Civil Rights Groups Raise Concerns over Florida’s New School Database
The database will keep track of student behavior and discipline, including whether a student has been a victim of bullying based on race or religion.
Civil rights groups in Florida are voicing privacy concerns in association with the state’s creation of a student discipline and behavior database.
Several groups, including the American Civil Liberties Union (ACLU), Southern Poverty Law Center (SPLU), and other advocates for students with disabilities or mental illness, sent a letter to Governor Ron DeSantis on Tuesday, reports the Tampa Bay Times.
They feel the database, which is still being developed, is an “overly broad” attempt at “mass surveillance,” of students that could end up having negative effects on students, such as discouraging them from reporting bullying.
“We ask that you immediately halt the state’s construction of this database and, instead, create a commission of parents, students, and experts … to determine whether a state database would actually help to identify school safety threats and would not pose undue harm to students,” the letter reads.

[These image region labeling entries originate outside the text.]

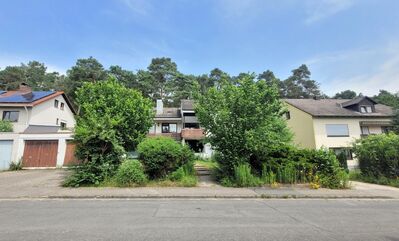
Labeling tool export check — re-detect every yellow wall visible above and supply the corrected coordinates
[287,103,316,148]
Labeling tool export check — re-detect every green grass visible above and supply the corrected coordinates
[349,171,399,188]
[195,160,219,170]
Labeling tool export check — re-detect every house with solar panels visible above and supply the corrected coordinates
[0,84,76,170]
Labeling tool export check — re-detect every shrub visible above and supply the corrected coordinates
[137,137,194,179]
[354,133,399,179]
[232,163,262,187]
[0,120,13,132]
[337,151,349,172]
[114,160,147,186]
[64,78,153,187]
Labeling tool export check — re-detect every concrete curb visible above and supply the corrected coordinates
[0,194,395,200]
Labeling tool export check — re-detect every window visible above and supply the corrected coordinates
[360,105,373,113]
[285,111,291,120]
[360,126,370,135]
[162,123,177,133]
[3,111,19,122]
[162,123,169,133]
[326,124,349,137]
[330,147,353,160]
[169,124,177,133]
[381,126,392,134]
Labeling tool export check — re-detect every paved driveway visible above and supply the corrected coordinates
[0,169,399,199]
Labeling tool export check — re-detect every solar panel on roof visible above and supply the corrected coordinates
[0,91,55,103]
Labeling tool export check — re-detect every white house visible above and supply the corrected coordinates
[285,96,393,167]
[0,84,76,170]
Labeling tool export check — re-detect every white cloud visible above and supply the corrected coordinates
[305,44,399,95]
[305,0,355,24]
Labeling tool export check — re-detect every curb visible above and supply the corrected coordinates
[0,195,397,200]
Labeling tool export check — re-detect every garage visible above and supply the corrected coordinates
[22,140,58,167]
[64,141,79,166]
[0,140,13,170]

A school safety law, which passed in the wake of the shooting in Parkland last year, requires the database be created to include information from law enforcement agencies, schools, students’ social media posts, the Department of Juvenile Justice and the Department of Children and Families.

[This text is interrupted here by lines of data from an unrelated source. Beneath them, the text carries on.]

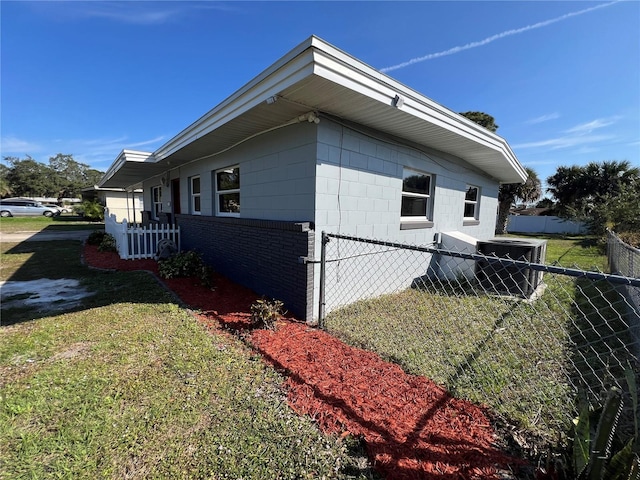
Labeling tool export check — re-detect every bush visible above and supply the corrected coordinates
[158,251,213,287]
[87,230,107,245]
[98,233,118,252]
[74,200,104,222]
[251,298,284,330]
[616,232,640,248]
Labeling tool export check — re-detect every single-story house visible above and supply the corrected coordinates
[82,185,144,223]
[99,36,526,320]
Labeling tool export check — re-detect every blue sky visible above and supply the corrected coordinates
[0,0,640,191]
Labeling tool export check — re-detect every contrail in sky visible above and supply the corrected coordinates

In a recent report by Education Week, the Florida Department of Education explained that the database will include information about whether students have been bullied based on race, religion, disability or sexual orientation; have been treated for substance abuse or received involuntary psychiatric assessment; and if they have been in foster care.
The goal of the database is to note red flags in student behavior or discipline to prevent future school violence. It is set to be completed by August 1.